One of the biggest regrets of my life is that I never sat down with my mother and told her that I’m gay. I chose, instead, the easy option of writing to her and telling her that I was a homosexual.
Facing Mum for the first time, after writing that letter, I was very nervous as I travelled to where she lived. I hesitated several times before walking up to the front door, ringing the doorbell, and announcing my arrival.
What a shock I got when she came towards me with open arms and, as she gave me one of her wonderful hugs, hearing her whisper the words “I always knew you were gay, I don’t know why it took you so long to tell me.”
Me and mum. Taken sometime in the 1980s, just after I had told her I was gay.
Not all my family were like mum, though. Some told me they were having difficulty in accepting what I was because it wasn’t the sort of thing that happened to men in the area we came from. Hurtful words, but I already knew that the best thing I could do was to keep away from those who were upset by the life I was given, and allow them to live their lives as they wanted.
Over the years, I regained contact with some of those family members and, thankfully, have the changing face of society to thank for bringing us back together.
The fact that, in the past, there had been a few other men in the family who had never married, never seemed to raise any suspicions that the family had gay people as a part of it. It may have been talked about, but never while I was in the room.

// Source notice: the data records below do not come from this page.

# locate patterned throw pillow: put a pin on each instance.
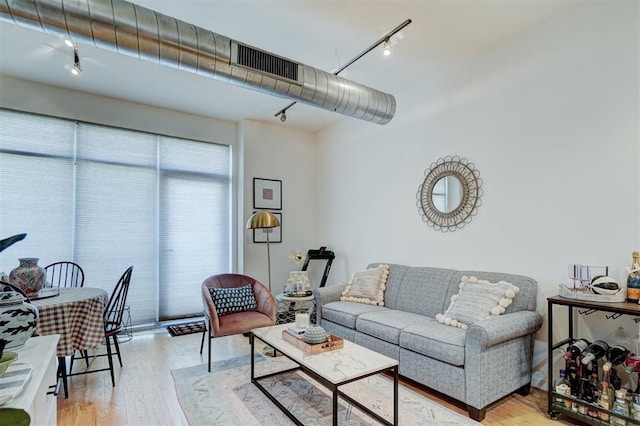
(367, 286)
(477, 300)
(232, 300)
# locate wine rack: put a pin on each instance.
(614, 311)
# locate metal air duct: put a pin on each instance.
(127, 28)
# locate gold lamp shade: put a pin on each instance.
(263, 219)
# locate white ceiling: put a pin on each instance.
(324, 34)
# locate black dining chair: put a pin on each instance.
(113, 324)
(10, 287)
(64, 274)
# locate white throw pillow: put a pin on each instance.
(477, 300)
(367, 286)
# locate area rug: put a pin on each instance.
(181, 330)
(226, 396)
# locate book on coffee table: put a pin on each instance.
(297, 332)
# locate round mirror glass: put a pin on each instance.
(447, 194)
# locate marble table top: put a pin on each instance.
(338, 366)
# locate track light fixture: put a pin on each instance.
(387, 47)
(76, 69)
(386, 39)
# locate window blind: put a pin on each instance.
(108, 198)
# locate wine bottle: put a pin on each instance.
(633, 279)
(595, 351)
(561, 386)
(571, 357)
(576, 348)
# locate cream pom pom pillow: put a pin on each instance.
(367, 286)
(477, 300)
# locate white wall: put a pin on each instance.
(551, 122)
(275, 152)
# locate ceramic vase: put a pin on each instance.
(18, 319)
(28, 276)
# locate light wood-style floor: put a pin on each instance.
(144, 394)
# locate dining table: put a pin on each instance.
(77, 315)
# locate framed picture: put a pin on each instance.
(267, 194)
(275, 234)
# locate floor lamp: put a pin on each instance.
(264, 220)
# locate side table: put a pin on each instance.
(289, 306)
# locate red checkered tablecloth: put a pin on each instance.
(76, 314)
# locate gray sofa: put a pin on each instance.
(476, 366)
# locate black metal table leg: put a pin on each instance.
(62, 374)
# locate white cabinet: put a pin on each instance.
(38, 398)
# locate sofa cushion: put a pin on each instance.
(477, 300)
(428, 337)
(386, 325)
(421, 290)
(367, 286)
(346, 313)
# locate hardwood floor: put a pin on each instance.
(144, 393)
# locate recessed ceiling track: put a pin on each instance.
(133, 30)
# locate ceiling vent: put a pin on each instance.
(133, 30)
(259, 60)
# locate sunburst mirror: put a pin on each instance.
(450, 195)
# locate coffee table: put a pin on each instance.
(331, 369)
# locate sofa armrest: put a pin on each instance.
(324, 295)
(332, 293)
(495, 330)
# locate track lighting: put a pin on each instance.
(386, 50)
(76, 69)
(385, 40)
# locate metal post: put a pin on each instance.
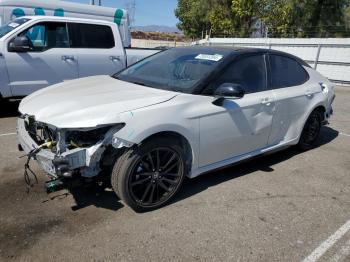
(317, 56)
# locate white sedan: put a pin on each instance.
(181, 112)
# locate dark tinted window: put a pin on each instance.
(44, 36)
(91, 36)
(177, 69)
(250, 72)
(7, 28)
(286, 72)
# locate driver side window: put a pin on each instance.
(44, 36)
(250, 72)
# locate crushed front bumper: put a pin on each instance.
(53, 164)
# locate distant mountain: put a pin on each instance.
(157, 28)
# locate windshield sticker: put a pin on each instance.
(13, 24)
(215, 57)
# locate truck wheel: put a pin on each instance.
(148, 177)
(311, 131)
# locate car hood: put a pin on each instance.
(89, 102)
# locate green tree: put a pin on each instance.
(282, 18)
(193, 16)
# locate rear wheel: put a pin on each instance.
(149, 176)
(311, 131)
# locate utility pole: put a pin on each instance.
(131, 7)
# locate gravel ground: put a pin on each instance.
(279, 207)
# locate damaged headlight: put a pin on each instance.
(89, 136)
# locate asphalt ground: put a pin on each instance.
(288, 206)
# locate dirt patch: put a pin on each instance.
(16, 238)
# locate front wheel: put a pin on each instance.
(148, 177)
(311, 131)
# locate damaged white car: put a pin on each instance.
(182, 112)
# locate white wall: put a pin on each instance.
(332, 55)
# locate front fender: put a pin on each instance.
(139, 126)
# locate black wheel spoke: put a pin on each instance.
(171, 167)
(169, 161)
(171, 174)
(146, 166)
(158, 160)
(139, 182)
(146, 192)
(145, 174)
(172, 182)
(151, 161)
(156, 176)
(162, 185)
(150, 199)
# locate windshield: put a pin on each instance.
(177, 69)
(7, 28)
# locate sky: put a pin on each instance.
(148, 12)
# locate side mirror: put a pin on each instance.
(19, 44)
(230, 90)
(226, 90)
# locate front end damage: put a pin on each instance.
(62, 153)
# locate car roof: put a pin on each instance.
(67, 19)
(230, 50)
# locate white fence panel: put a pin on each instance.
(330, 56)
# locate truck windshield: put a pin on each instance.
(177, 69)
(7, 28)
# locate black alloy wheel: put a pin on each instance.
(148, 177)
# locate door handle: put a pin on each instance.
(68, 58)
(114, 58)
(266, 101)
(308, 93)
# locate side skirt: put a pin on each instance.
(233, 160)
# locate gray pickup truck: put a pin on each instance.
(39, 51)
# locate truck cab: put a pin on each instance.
(39, 51)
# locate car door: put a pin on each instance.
(238, 125)
(49, 61)
(289, 82)
(99, 51)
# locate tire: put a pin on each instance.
(149, 176)
(311, 131)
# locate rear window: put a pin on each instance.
(286, 72)
(91, 36)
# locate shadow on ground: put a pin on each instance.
(91, 194)
(9, 108)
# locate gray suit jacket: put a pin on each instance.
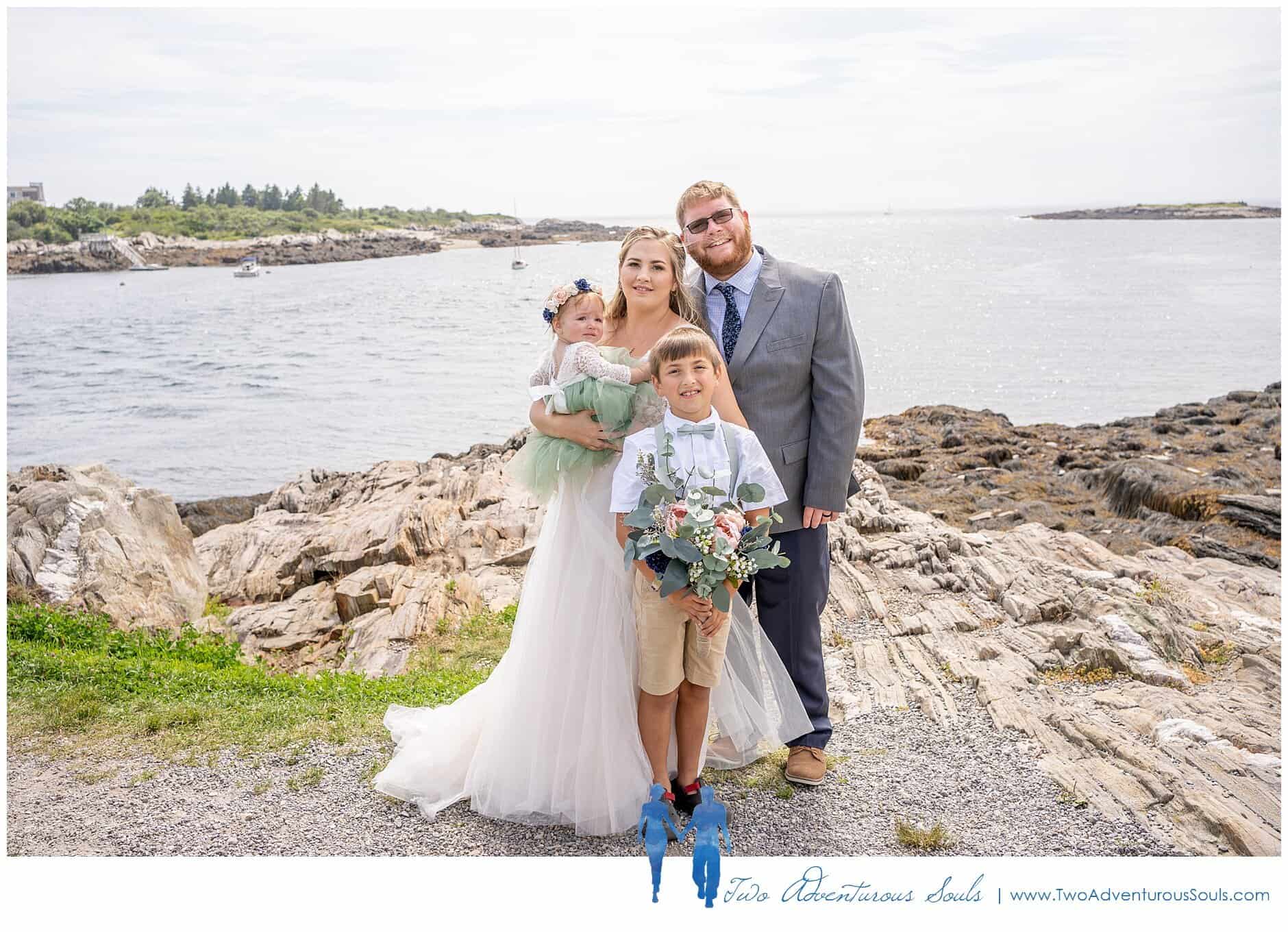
(799, 379)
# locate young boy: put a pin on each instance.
(674, 673)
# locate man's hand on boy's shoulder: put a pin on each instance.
(813, 517)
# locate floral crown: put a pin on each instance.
(563, 293)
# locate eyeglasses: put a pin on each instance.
(719, 217)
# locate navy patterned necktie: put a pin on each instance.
(733, 324)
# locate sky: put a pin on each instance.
(612, 114)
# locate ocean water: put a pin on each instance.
(203, 384)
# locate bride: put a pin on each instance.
(552, 735)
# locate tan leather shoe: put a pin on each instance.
(805, 766)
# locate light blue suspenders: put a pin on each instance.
(727, 439)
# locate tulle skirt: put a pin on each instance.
(552, 735)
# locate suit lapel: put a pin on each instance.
(764, 301)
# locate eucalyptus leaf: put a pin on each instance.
(676, 578)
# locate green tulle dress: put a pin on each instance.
(544, 459)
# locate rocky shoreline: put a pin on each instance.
(1141, 685)
(1202, 476)
(1234, 210)
(27, 257)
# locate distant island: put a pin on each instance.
(280, 226)
(1222, 210)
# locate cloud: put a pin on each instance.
(608, 112)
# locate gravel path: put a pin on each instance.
(982, 783)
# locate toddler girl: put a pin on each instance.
(575, 376)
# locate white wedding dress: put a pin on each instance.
(552, 735)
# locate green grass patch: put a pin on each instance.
(912, 835)
(73, 674)
(1219, 654)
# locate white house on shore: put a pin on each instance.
(26, 193)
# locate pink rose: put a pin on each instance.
(730, 526)
(676, 516)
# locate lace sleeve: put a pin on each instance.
(588, 361)
(545, 373)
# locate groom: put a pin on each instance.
(796, 374)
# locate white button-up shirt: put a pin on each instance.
(695, 452)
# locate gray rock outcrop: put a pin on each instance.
(86, 537)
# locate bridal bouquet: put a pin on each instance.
(699, 538)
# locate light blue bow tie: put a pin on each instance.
(705, 430)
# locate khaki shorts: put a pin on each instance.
(669, 643)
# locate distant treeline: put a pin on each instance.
(218, 214)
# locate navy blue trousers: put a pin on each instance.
(790, 601)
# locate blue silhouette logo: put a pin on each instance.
(708, 820)
(652, 832)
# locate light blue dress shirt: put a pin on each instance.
(743, 282)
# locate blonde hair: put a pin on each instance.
(702, 191)
(683, 343)
(680, 303)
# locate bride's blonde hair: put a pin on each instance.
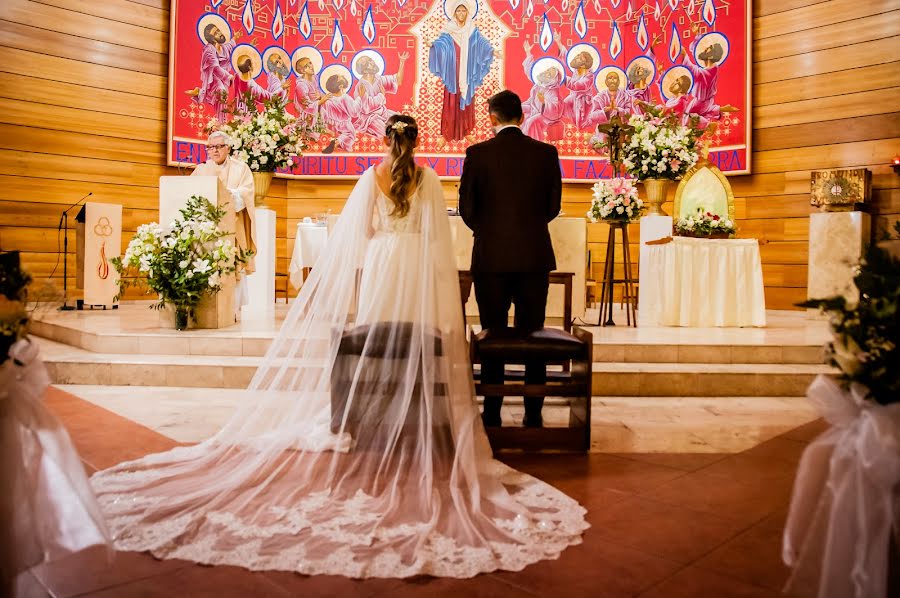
(402, 131)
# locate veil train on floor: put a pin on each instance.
(358, 450)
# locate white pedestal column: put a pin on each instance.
(652, 227)
(836, 241)
(261, 284)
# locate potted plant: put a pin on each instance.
(266, 139)
(615, 200)
(705, 225)
(182, 262)
(844, 521)
(661, 149)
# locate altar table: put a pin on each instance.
(702, 283)
(309, 243)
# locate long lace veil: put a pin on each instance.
(358, 449)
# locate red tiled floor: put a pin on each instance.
(693, 582)
(664, 525)
(664, 530)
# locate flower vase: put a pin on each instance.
(261, 183)
(656, 195)
(181, 318)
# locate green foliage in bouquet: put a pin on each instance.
(660, 146)
(184, 261)
(266, 139)
(13, 296)
(866, 334)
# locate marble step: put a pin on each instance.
(725, 346)
(619, 424)
(72, 365)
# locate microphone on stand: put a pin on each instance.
(64, 223)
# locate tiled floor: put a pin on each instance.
(663, 525)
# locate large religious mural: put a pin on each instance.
(349, 64)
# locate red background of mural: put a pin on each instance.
(420, 92)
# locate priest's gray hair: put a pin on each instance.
(219, 135)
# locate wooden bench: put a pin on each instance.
(571, 348)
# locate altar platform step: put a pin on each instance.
(618, 424)
(73, 365)
(790, 338)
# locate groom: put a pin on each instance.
(510, 189)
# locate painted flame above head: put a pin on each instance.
(615, 42)
(709, 12)
(247, 17)
(277, 23)
(369, 26)
(642, 38)
(305, 25)
(337, 40)
(674, 44)
(546, 37)
(580, 21)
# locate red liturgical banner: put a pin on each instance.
(349, 65)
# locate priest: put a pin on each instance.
(235, 175)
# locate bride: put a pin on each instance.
(358, 450)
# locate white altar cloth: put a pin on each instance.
(309, 243)
(702, 283)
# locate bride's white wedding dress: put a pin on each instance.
(359, 450)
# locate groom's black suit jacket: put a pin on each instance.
(510, 189)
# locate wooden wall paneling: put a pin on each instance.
(842, 33)
(865, 78)
(124, 11)
(26, 12)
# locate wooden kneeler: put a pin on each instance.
(571, 350)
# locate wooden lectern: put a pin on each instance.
(98, 240)
(214, 311)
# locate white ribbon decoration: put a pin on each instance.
(846, 498)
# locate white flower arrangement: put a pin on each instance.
(183, 261)
(268, 140)
(615, 199)
(704, 225)
(660, 147)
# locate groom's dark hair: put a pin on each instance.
(506, 106)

I don’t know if any of those men ever ‘came out.’ Probably not, but it must have been difficult for those that were gay at the time they lived. This only made me more determined to live my life how I wanted and not the way others wanted me to live it.
Moving to work and live in London, in 1986, was one of the most important decisions I’ve ever made. Although the city acted as a wall which seemed to protect gay people, I was still finding it difficult to ‘come out.’
It was a strange situation because the first two jobs I took in London were in industries where other openly gay people were employees.
When I took my next job, which would last 23-years, it took me six years to come out, and that was only when I heard the words “Do you mind if I ask you a personal question?” Of course, nobody cared that I was gay, yet for all those years I had been terrified what some of my work colleagues would think about me had I ‘come out’ of the closet.
Fast forward to today, and being gay is something much of society accepts. Or is it?
When we moved to our current home in South Wales, both my partner and I were a little hesitant that people would accept us. There are fewer people here than where we had lived for over 30 years. We were coming back to that place I’d been told that ‘being gay didn’t happen.’ We couldn’t have been more wrong!
People have been so welcoming, and we’re a part of the community as anyone else. Strange, though, that every now and again when I meet somebody for the first time and am asked who the other guy is that walks our dogs, I find myself hesitating before saying “he’s John, my partner.”